Reading and Writing Datasets#

The battdat.io module provides tools to read and write from BatteryDataset objects.

Format

Module

Reading

Writing

Arbin

arbin

✔️

✖️

Battery Archive (https://www.batteryarchive.org)

ba

✖️

✔️

Battery Data Hub (https://batterydata.energy.gov)

batterydata

✔️

✖️

HDF5

hdf

✔️

✔️

MACCOR

maccor

✔️

✖️

Parquet

parquet

✔️

✔️

Note

The parquet and HDF5 formats write to the battery-data-toolkit file formats.

Reading Data#

DatasetReader classes provide the ability to create a dataset through the read_dataset method. The inputs to read_dataset always include a BatteryMetadata object containing information beyond what is available in the files.

Most DatasetReader read data from a filesystem and are based on DatasetFileReader.

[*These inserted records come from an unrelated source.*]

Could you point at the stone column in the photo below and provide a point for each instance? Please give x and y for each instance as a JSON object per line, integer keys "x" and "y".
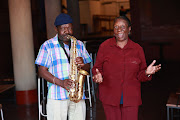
{"x": 73, "y": 11}
{"x": 52, "y": 10}
{"x": 23, "y": 51}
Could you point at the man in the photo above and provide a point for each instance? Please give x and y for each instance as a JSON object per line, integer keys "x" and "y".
{"x": 54, "y": 66}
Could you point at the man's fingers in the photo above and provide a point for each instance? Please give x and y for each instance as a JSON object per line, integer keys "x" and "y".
{"x": 154, "y": 61}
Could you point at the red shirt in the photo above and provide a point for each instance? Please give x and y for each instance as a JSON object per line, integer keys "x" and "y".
{"x": 123, "y": 70}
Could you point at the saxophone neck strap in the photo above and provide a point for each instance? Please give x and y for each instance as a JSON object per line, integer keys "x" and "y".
{"x": 62, "y": 45}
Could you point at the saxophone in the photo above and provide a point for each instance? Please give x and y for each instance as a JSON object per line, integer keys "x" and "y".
{"x": 76, "y": 75}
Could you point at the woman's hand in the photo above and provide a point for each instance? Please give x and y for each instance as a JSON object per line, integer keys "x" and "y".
{"x": 151, "y": 69}
{"x": 98, "y": 77}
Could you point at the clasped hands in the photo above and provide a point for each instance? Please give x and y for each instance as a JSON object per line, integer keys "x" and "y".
{"x": 151, "y": 69}
{"x": 68, "y": 83}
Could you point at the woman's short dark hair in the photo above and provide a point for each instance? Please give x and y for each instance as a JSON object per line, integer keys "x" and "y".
{"x": 124, "y": 18}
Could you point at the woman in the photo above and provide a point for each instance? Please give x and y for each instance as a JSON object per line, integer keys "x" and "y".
{"x": 119, "y": 69}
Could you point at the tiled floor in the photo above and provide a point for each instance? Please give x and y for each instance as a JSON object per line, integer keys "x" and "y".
{"x": 154, "y": 95}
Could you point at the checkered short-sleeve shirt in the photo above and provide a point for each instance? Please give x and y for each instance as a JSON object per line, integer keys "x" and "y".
{"x": 52, "y": 56}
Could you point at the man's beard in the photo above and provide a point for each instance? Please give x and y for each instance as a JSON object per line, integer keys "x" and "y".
{"x": 64, "y": 37}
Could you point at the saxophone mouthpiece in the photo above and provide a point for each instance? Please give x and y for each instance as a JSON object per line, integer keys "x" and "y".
{"x": 68, "y": 36}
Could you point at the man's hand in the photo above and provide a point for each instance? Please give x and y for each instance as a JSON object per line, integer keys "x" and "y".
{"x": 79, "y": 61}
{"x": 151, "y": 69}
{"x": 67, "y": 84}
{"x": 98, "y": 77}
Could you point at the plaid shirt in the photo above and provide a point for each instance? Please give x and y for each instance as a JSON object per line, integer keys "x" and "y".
{"x": 52, "y": 56}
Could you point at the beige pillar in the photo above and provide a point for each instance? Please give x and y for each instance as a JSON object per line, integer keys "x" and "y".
{"x": 52, "y": 10}
{"x": 23, "y": 51}
{"x": 73, "y": 11}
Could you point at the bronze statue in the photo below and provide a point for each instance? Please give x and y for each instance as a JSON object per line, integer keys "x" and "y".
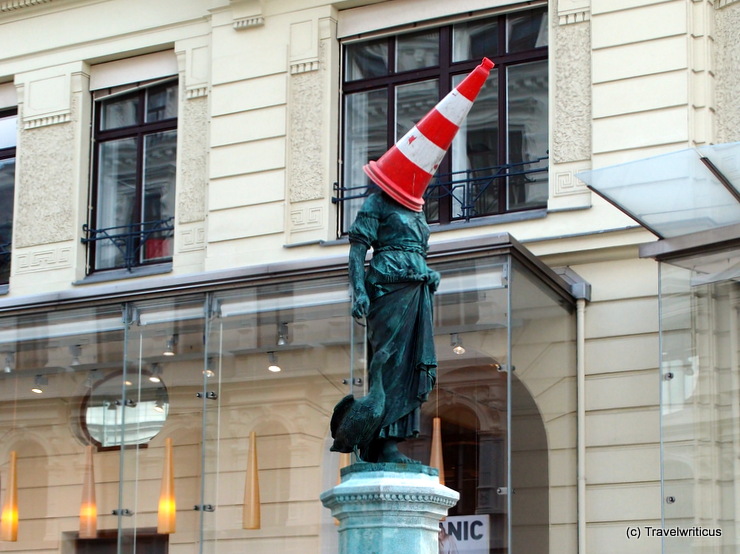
{"x": 395, "y": 295}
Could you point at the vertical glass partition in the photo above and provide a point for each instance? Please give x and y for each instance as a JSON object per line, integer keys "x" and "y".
{"x": 700, "y": 402}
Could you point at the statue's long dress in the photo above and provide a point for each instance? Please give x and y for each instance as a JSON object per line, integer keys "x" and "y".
{"x": 400, "y": 318}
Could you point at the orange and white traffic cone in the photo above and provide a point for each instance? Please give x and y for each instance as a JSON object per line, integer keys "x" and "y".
{"x": 404, "y": 171}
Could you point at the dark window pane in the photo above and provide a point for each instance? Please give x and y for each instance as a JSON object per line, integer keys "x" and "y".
{"x": 526, "y": 30}
{"x": 160, "y": 151}
{"x": 366, "y": 60}
{"x": 8, "y": 131}
{"x": 475, "y": 155}
{"x": 417, "y": 51}
{"x": 121, "y": 112}
{"x": 527, "y": 133}
{"x": 161, "y": 102}
{"x": 365, "y": 138}
{"x": 116, "y": 204}
{"x": 475, "y": 40}
{"x": 413, "y": 102}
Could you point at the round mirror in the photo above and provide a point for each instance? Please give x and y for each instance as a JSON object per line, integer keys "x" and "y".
{"x": 118, "y": 413}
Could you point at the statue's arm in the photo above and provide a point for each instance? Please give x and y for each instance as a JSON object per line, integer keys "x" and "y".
{"x": 361, "y": 302}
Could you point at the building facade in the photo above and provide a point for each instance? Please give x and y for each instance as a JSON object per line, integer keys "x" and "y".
{"x": 177, "y": 179}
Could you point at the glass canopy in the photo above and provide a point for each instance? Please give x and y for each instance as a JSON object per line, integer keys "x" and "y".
{"x": 675, "y": 194}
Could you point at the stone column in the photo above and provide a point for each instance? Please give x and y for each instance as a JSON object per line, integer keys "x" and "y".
{"x": 389, "y": 508}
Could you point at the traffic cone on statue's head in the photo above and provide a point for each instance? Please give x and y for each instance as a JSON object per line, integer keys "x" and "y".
{"x": 404, "y": 172}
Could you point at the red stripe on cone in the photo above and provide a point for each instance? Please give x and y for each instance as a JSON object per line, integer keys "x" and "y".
{"x": 402, "y": 178}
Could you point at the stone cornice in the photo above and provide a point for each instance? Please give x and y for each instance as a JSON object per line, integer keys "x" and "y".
{"x": 12, "y": 5}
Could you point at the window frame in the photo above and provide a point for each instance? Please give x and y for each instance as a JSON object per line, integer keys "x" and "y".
{"x": 444, "y": 72}
{"x": 6, "y": 154}
{"x": 137, "y": 131}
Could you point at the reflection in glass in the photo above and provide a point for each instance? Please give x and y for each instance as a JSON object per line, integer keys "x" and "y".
{"x": 366, "y": 59}
{"x": 527, "y": 86}
{"x": 417, "y": 51}
{"x": 111, "y": 420}
{"x": 413, "y": 102}
{"x": 475, "y": 40}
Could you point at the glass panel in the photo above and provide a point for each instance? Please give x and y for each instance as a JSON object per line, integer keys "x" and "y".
{"x": 161, "y": 102}
{"x": 475, "y": 156}
{"x": 526, "y": 30}
{"x": 119, "y": 112}
{"x": 160, "y": 153}
{"x": 413, "y": 102}
{"x": 700, "y": 404}
{"x": 365, "y": 138}
{"x": 475, "y": 40}
{"x": 543, "y": 417}
{"x": 61, "y": 355}
{"x": 365, "y": 60}
{"x": 527, "y": 131}
{"x": 164, "y": 359}
{"x": 417, "y": 51}
{"x": 673, "y": 194}
{"x": 8, "y": 131}
{"x": 470, "y": 312}
{"x": 7, "y": 188}
{"x": 116, "y": 204}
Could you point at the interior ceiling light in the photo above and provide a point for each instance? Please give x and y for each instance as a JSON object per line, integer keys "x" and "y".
{"x": 169, "y": 349}
{"x": 272, "y": 357}
{"x": 456, "y": 343}
{"x": 156, "y": 376}
{"x": 38, "y": 384}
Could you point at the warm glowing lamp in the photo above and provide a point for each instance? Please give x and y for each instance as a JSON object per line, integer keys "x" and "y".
{"x": 88, "y": 506}
{"x": 435, "y": 459}
{"x": 9, "y": 519}
{"x": 167, "y": 507}
{"x": 251, "y": 514}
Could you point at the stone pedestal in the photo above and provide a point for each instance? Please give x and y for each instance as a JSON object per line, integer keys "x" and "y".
{"x": 389, "y": 508}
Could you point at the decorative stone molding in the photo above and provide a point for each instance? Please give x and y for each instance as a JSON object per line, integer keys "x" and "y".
{"x": 196, "y": 92}
{"x": 42, "y": 260}
{"x": 248, "y": 22}
{"x": 247, "y": 14}
{"x": 304, "y": 67}
{"x": 19, "y": 4}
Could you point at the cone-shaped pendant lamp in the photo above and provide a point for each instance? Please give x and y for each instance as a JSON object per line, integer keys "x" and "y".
{"x": 88, "y": 506}
{"x": 167, "y": 507}
{"x": 251, "y": 515}
{"x": 9, "y": 521}
{"x": 435, "y": 459}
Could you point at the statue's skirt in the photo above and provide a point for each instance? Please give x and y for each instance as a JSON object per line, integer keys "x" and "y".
{"x": 401, "y": 325}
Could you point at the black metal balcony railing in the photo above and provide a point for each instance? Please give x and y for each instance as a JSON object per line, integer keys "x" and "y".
{"x": 466, "y": 188}
{"x": 136, "y": 242}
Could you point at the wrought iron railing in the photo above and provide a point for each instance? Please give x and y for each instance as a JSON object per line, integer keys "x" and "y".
{"x": 129, "y": 240}
{"x": 4, "y": 263}
{"x": 466, "y": 188}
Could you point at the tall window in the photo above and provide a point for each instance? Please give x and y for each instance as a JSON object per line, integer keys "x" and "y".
{"x": 134, "y": 176}
{"x": 498, "y": 160}
{"x": 8, "y": 133}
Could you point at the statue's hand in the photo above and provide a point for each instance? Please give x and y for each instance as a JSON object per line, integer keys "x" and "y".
{"x": 433, "y": 280}
{"x": 361, "y": 306}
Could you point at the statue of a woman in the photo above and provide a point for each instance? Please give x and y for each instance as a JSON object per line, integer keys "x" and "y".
{"x": 396, "y": 297}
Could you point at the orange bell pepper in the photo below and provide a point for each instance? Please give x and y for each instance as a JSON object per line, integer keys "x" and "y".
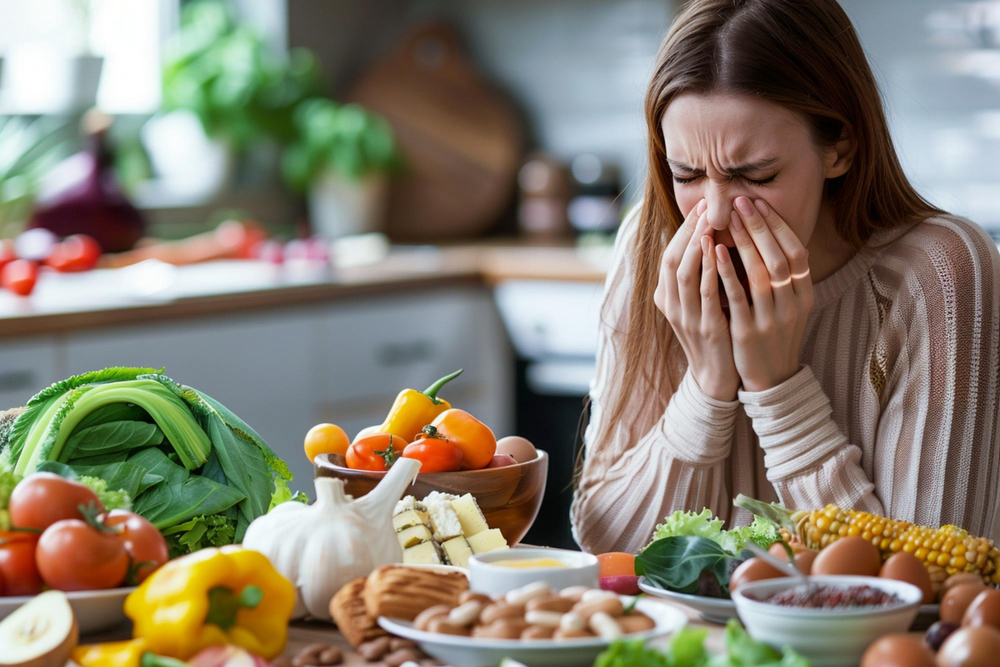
{"x": 472, "y": 437}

These readers take list of paths to data files alongside the metadata and also include methods (e.g., group()) to find files:

from battdat.io.batterydata import BDReader

extractor = BDReader(store_all=True)
group = next(extractor.identify_files('./example-path/'))
dataset = extractor.read_dataset(group)

The type of output dataset is defined by the output_class attribute. Most uses of readers do not require modifying this attribute.

Writing Data#

DatasetWriter classes write battdat.data.BatteryDataset objects into forms usable by other tools.

For example, the BatteryArchiveWriter converts the metadata into the schema used by Battery Archive and writes the data into the preferred format: CSV files no longer than 100k rows.

from battdat.io.ba import BatteryArchiveWriter
exporter = BatteryArchiveWriter()
exporter.export(example_data, './to-upload')